The first mechanic and the person honored by an award for which his name signifies aviation maintenance excellence was Charles E. Taylor. Without an FAA certificate, he was qualified for work on Airframe (actually the cloth which served as its surface) and Powerplant (which he designed). There have been a number of articles forewarning of a coming shortfall in the numbers of these experts at repairing and maintaining aircraft (A&P, avionics). This article indicates that another problem may be looming—need for talent other than A&P as well as insufficient Part 145 investment in the new technology.
The article cites a new survey which finds that only 20% of the MROs are investing in new technology as part of the capabilities list.
One would reasonably assume that the challenge would be found in the new materials used in the airframe and the powerplant. The article, however, points to the technical skills and support which is required for Wi-Fi installation, maintenance and repair. The MRO has to purchase the equipment needed for these tasks, to hire the Aviation Maintenance Technicians to do the work and/or to develop the skills.

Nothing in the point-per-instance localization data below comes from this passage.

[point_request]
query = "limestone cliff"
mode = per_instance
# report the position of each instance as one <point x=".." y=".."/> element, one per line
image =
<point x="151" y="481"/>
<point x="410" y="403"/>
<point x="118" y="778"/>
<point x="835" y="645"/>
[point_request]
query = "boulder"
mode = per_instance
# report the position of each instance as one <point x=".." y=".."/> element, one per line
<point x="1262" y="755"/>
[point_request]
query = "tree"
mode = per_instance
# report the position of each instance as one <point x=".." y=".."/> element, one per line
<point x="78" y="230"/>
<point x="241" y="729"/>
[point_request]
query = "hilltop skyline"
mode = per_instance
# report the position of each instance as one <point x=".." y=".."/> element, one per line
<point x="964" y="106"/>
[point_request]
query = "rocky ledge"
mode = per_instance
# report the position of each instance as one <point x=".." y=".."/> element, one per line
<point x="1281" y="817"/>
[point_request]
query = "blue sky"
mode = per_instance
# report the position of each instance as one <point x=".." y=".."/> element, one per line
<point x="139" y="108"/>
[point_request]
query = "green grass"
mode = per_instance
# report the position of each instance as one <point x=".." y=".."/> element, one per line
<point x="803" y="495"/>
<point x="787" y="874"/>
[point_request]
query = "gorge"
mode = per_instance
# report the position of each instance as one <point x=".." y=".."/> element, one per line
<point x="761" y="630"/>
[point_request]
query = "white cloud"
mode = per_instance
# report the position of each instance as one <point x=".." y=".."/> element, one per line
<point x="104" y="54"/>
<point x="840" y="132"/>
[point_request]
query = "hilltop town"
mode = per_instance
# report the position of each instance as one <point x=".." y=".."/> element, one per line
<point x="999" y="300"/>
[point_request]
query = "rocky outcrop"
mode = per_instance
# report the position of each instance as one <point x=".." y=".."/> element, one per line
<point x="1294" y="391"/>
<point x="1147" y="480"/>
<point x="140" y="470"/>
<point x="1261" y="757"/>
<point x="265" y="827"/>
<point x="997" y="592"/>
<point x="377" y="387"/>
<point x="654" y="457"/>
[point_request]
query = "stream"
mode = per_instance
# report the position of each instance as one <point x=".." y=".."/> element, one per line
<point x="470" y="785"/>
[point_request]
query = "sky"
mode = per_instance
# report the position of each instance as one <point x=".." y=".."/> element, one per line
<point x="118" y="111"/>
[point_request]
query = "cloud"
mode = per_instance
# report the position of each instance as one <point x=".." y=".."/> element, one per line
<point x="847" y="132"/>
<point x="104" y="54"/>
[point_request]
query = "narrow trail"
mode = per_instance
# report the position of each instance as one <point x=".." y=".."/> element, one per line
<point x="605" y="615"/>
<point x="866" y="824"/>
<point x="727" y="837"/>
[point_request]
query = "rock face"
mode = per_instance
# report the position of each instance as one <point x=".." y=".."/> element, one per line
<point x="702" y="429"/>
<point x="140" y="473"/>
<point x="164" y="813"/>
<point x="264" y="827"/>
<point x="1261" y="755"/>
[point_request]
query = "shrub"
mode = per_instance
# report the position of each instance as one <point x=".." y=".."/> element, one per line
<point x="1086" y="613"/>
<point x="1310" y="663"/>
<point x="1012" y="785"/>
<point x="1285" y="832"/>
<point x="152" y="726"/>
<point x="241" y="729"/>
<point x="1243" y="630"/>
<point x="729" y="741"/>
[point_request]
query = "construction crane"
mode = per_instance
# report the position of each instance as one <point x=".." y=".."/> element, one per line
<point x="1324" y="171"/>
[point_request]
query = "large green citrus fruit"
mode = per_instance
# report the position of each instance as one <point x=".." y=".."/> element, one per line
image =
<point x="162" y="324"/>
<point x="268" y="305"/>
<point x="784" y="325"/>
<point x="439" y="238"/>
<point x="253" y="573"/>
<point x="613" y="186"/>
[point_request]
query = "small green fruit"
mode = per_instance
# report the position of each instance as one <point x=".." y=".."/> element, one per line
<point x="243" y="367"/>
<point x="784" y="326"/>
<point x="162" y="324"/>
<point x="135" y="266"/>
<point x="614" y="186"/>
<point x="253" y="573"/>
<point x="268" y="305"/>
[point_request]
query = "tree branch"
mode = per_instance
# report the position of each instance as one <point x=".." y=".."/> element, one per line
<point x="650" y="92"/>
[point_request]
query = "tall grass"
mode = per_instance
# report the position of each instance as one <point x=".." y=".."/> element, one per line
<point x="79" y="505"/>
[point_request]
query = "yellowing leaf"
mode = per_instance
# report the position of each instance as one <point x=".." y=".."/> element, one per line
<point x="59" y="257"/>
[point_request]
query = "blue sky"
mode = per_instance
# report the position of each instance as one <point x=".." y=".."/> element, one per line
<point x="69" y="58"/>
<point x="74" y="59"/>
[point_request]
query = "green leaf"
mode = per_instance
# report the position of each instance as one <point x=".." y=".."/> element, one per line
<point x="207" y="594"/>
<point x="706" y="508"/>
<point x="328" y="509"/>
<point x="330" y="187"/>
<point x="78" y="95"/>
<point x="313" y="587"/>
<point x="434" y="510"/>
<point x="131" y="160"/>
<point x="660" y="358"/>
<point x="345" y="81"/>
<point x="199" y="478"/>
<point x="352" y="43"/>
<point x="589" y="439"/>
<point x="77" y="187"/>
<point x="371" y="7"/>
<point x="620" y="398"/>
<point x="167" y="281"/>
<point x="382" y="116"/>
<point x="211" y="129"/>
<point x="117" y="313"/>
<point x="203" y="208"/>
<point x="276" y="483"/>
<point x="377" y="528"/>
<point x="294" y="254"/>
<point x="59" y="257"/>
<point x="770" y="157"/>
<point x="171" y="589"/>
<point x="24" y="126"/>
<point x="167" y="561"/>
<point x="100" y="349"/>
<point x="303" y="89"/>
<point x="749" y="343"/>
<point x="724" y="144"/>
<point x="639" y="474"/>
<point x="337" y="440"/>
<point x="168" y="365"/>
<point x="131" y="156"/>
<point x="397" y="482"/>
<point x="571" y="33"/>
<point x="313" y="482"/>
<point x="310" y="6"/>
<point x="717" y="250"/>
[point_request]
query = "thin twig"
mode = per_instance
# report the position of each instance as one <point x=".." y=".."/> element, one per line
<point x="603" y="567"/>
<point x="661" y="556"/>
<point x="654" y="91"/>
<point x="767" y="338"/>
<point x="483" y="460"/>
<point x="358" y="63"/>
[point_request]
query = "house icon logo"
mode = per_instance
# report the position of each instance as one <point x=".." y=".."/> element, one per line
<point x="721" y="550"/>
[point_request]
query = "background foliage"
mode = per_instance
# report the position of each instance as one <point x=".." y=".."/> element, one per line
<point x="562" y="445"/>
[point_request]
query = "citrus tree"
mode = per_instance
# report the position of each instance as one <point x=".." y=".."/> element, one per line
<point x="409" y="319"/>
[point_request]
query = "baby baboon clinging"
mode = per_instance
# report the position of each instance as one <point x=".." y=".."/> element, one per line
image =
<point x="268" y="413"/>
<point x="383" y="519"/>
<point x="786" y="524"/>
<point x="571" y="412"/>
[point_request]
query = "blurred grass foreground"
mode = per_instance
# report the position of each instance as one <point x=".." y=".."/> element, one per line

There appear to be practical solutions to this issue, unlike the pilot shortage (for which there is no consensus for the best solution.) First, there is an able stable of Aviation Maintenance Technician Schools available under Part 147. Second, the community colleges are another possible source of talent. Third, the history of ab initio development by the airlines, particularly in the pilot arena, is positive. Fourth, the OEM and operator sectors have strong incentives for a robust Repair Station Industry. The manufacturers can help disseminate the necessary technology information and the airlines might assist in creating the right curriculum.
The consternation expressed in the article seems to have some reasonable responses, now that the AMT deficiencies have been pronounced.